With 11 compounds in the clinic, four of which could move into Phase III within the next year, California cancer company Exelixis still is two to three years away from having its first marketed product. After 12 years of research and development, it is now posting net losses of about $100 million a year, money that under the current law it will never recover. Karbe is astounded that the state has not taken full advantage of investing in an industry that has brought it a high concentration of brainpower and well-paying jobs.

The current tax benefit "ultimately means less jobs, less money invested in R&D, less products coming to market, less solutions for patients," he said.

In total, it can take up to $1 billion to bring just one product to market. Once that product reaches the market and revenues begin to roll in, according to the Biotechnology Industry Organization, companies in these states - Connecticut, Delaware, Florida, Hawaii, Idaho, Iowa, Kentucky and Pennsylvania - can offset their state taxes by applying 20 years of net losses, thereby maximizing their profits.

It's an attractive benefit not only for start-up companies deciding where to set up their headquarters, but for investors that are taking huge risks that don't always pay off.

"Attracting sufficient equity capital to fund critical research is often a challenging task for biotech innovators," said Jim Greenwood, president and CEO of Biotechnology Industry Organization (BIO). "From capital gains exemptions and net operating loss considerations to tax exemptions on equipment and investment credits for individuals, states are increasingly aware of the unique challenges facing bioscience companies."

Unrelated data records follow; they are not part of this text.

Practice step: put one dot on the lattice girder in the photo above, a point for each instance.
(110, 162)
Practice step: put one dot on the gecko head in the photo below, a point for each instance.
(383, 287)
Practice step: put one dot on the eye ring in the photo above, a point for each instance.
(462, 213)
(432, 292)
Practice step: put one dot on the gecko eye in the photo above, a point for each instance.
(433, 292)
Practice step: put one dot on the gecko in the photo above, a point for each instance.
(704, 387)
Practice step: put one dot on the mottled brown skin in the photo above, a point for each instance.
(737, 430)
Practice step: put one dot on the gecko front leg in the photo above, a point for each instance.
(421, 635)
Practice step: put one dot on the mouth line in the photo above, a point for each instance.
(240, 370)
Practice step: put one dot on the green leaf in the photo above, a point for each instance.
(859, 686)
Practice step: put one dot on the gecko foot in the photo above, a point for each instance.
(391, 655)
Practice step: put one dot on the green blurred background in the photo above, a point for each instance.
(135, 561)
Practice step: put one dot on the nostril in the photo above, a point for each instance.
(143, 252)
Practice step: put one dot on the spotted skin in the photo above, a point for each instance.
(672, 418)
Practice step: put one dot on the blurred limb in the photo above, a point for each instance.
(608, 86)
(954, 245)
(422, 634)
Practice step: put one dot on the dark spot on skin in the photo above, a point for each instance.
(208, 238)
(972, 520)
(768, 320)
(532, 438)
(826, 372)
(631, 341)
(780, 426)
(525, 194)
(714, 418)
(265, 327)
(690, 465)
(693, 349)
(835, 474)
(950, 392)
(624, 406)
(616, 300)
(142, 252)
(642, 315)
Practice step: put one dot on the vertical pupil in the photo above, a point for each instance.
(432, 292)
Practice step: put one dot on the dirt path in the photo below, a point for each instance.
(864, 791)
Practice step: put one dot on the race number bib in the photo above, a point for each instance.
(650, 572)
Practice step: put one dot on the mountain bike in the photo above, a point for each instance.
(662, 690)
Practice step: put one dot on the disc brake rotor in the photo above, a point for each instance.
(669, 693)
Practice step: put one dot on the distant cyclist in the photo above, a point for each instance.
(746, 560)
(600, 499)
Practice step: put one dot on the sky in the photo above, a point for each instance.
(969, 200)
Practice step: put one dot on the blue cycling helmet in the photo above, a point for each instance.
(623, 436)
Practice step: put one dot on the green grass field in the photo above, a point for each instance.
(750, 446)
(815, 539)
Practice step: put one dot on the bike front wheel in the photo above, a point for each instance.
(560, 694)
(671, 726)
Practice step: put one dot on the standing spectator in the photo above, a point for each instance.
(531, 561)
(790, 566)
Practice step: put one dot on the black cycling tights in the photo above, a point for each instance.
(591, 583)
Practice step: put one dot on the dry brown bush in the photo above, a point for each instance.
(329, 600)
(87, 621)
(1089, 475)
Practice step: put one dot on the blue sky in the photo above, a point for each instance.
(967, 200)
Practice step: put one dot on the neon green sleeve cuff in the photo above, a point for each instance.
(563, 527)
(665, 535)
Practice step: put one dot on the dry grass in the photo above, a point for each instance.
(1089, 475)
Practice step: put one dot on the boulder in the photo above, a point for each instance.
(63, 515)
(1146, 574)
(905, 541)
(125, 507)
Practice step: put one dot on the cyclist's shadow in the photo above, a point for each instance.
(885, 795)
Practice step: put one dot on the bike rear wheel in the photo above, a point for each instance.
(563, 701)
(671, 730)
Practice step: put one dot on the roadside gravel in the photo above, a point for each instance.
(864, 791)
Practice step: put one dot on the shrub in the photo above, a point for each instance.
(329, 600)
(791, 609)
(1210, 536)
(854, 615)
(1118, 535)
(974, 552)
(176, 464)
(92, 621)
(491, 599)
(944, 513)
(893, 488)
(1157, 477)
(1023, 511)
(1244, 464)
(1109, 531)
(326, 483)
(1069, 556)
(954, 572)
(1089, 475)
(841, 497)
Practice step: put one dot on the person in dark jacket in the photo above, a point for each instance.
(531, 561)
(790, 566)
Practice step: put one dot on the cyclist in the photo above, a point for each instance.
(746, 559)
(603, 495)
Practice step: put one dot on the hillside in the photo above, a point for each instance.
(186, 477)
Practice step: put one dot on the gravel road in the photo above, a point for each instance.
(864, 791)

Data tracked by BIO indicate that 31 states allow sales tax exemptions for equipment used in research and development activities, including biomanufacturing, and 39 states offer NOL carry forwards for anywhere from five years to 20 years. Puerto Rico offers the benefit for an unlimited number of years; and the benefit is transferable, meaning the company can sell the exemption credit to another entity, in the states of Kentucky, New Jersey, Ohio and Tennessee.

Resistance to the tax benefit change in California appears to be minimal, but critics do point to a handful of companies like Genentech Inc. and Gilead Sciences Inc. and ask whether biotech firms really need more tax incentives. For the first quarter, Genentech posted product sales of $2.2 billion and a non-GAAP net income of $895 million, while Gilead reported revenues of $1.3 billion and a non-GAAP net income of $522.1 million.

But the majority of the biotech industry is made up of smaller and mid-size companies, most of which will never see profits like Genentech and Gilead but still are conducting solid research on high-stakes money.

"We have such a wonderful accumulation of brain power in this state," Karbe said. "I think we need to be very careful that we create and maintain an environment here that . . . keeps this industry alive."